Seattle - Core Networking - Post Upgrade failure
Incident Report for True North Cloud
Postmortem

Seattle - Core Networking - Post Upgrade failure

Summary of impact: at 3:35AM PST on Sunday May 2nd, 2021 , there was a post upgrade failure of one of our core networking switches, this caused some virtual machines in customer environments to reboot.

Root cause: We determined the recently installed firmware upgrade to our core switching to be problematic.

Mitigation: Core switch firmware was rolled back to a known good version.

Next steps: We sincerely apologize for the impact to affected customers. We are working with the switch vendor to identify the problem with the latest firmware version.

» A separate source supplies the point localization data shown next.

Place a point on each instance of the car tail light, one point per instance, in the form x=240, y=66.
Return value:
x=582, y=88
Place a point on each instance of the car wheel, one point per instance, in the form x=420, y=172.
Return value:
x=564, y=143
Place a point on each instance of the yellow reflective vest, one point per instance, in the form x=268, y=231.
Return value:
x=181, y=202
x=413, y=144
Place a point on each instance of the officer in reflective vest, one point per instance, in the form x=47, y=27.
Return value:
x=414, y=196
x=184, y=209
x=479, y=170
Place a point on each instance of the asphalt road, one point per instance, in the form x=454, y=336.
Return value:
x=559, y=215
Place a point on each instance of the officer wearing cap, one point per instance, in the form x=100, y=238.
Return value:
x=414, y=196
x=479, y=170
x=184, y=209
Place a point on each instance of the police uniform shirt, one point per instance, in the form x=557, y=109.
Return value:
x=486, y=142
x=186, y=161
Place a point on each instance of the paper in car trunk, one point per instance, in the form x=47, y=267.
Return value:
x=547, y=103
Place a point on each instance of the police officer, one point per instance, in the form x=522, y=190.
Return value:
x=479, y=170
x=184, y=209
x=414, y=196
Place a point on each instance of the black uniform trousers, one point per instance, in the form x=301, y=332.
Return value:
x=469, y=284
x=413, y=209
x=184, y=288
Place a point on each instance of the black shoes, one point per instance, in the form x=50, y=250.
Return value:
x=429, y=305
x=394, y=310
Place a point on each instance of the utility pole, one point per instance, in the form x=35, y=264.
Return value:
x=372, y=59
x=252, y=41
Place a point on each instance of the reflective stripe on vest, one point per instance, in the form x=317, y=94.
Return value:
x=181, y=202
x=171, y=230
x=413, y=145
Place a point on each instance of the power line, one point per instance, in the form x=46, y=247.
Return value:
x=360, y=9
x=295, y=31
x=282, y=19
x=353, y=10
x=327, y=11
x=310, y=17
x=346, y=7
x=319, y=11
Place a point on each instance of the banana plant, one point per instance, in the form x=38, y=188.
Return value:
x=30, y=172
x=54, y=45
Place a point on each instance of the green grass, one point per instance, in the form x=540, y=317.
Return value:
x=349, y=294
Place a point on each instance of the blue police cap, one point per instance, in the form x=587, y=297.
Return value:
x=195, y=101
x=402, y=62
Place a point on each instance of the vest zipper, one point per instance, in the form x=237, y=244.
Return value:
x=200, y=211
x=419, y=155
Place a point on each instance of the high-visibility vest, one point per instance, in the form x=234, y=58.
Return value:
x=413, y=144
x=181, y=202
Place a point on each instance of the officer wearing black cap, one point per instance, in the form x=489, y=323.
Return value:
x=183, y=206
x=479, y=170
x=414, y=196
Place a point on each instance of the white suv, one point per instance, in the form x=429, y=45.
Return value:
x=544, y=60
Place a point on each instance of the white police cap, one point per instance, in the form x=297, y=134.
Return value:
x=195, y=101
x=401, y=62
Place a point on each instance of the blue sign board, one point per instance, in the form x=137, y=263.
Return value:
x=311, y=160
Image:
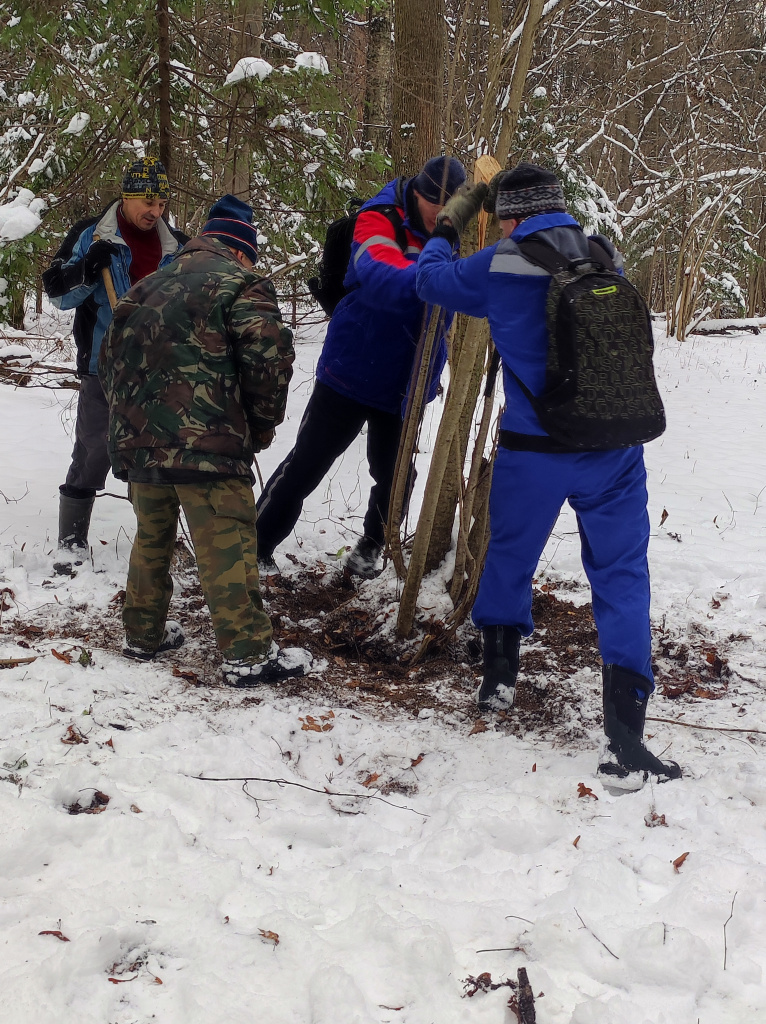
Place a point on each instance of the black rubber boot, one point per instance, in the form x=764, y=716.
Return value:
x=364, y=559
x=626, y=698
x=498, y=688
x=74, y=521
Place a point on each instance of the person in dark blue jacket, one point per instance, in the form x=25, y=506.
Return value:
x=130, y=240
x=367, y=360
x=534, y=474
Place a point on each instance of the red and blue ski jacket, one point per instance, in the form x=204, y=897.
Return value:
x=501, y=284
x=373, y=334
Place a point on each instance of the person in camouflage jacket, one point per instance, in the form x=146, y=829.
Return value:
x=196, y=368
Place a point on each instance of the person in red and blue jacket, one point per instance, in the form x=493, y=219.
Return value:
x=367, y=361
x=534, y=474
x=130, y=240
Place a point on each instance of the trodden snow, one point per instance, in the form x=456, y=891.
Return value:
x=199, y=902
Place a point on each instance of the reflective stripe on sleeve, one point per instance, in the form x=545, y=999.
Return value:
x=515, y=263
x=376, y=240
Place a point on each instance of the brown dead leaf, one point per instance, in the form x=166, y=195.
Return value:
x=653, y=820
x=97, y=805
x=678, y=862
x=74, y=736
x=186, y=674
x=311, y=725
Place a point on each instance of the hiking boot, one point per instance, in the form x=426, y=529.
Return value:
x=280, y=663
x=172, y=639
x=498, y=689
x=626, y=763
x=364, y=558
x=267, y=566
x=74, y=522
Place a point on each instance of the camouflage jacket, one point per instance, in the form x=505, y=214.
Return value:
x=196, y=367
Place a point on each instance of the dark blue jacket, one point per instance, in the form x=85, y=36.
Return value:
x=64, y=280
x=373, y=334
x=500, y=284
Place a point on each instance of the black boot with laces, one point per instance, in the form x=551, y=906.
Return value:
x=626, y=763
x=498, y=688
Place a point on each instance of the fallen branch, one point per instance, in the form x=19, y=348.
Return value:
x=39, y=375
x=731, y=914
x=709, y=728
x=11, y=663
x=301, y=785
x=522, y=1004
x=595, y=936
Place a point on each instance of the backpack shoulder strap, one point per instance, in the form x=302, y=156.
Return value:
x=600, y=253
x=543, y=254
x=392, y=214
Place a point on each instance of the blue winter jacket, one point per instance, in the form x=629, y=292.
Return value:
x=500, y=284
x=93, y=311
x=373, y=334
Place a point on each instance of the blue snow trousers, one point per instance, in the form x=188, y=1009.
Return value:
x=607, y=491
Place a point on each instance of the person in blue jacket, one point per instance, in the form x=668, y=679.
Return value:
x=130, y=240
x=366, y=363
x=534, y=474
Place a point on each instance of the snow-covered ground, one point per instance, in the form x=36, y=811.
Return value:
x=322, y=901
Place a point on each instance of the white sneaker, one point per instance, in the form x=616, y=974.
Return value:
x=364, y=559
x=281, y=663
x=172, y=639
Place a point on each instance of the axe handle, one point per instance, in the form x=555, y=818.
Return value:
x=108, y=283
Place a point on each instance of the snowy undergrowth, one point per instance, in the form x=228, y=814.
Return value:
x=192, y=900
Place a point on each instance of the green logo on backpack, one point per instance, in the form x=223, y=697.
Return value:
x=600, y=392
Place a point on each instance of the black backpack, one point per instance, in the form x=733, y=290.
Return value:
x=600, y=392
x=328, y=288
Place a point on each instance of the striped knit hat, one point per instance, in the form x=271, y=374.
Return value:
x=230, y=221
x=528, y=189
x=145, y=179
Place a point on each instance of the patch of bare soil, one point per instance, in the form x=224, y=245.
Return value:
x=322, y=608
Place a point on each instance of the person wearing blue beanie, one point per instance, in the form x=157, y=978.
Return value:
x=367, y=361
x=230, y=221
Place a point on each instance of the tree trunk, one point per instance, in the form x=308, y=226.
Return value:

Posted May 06, 2021 - 15:45 PDT

Resolved
This incident has been resolved.
Posted May 02, 2021 - 21:38 PDT
Monitoring
The upgrade has been rolled back successfully and potentially impacted environments are being tested and monitored.
Posted May 02, 2021 - 04:28 PDT
Identified
True North Cloud services experienced a failure of a core networking switch around 4 hours after a recent upgrade. This may have briefly impacted virtual machine and other network operations. This upgrade is being rolled back.
Posted May 02, 2021 - 04:11 PDT
This incident affected: True North Cloud Seattle Overall Availability (Seattle Internet Connectivity, Seattle Virtual Machine Availability, Seattle Storage Availability, Seattle vCloud Availability, Seattle Private Circuit Connectivity).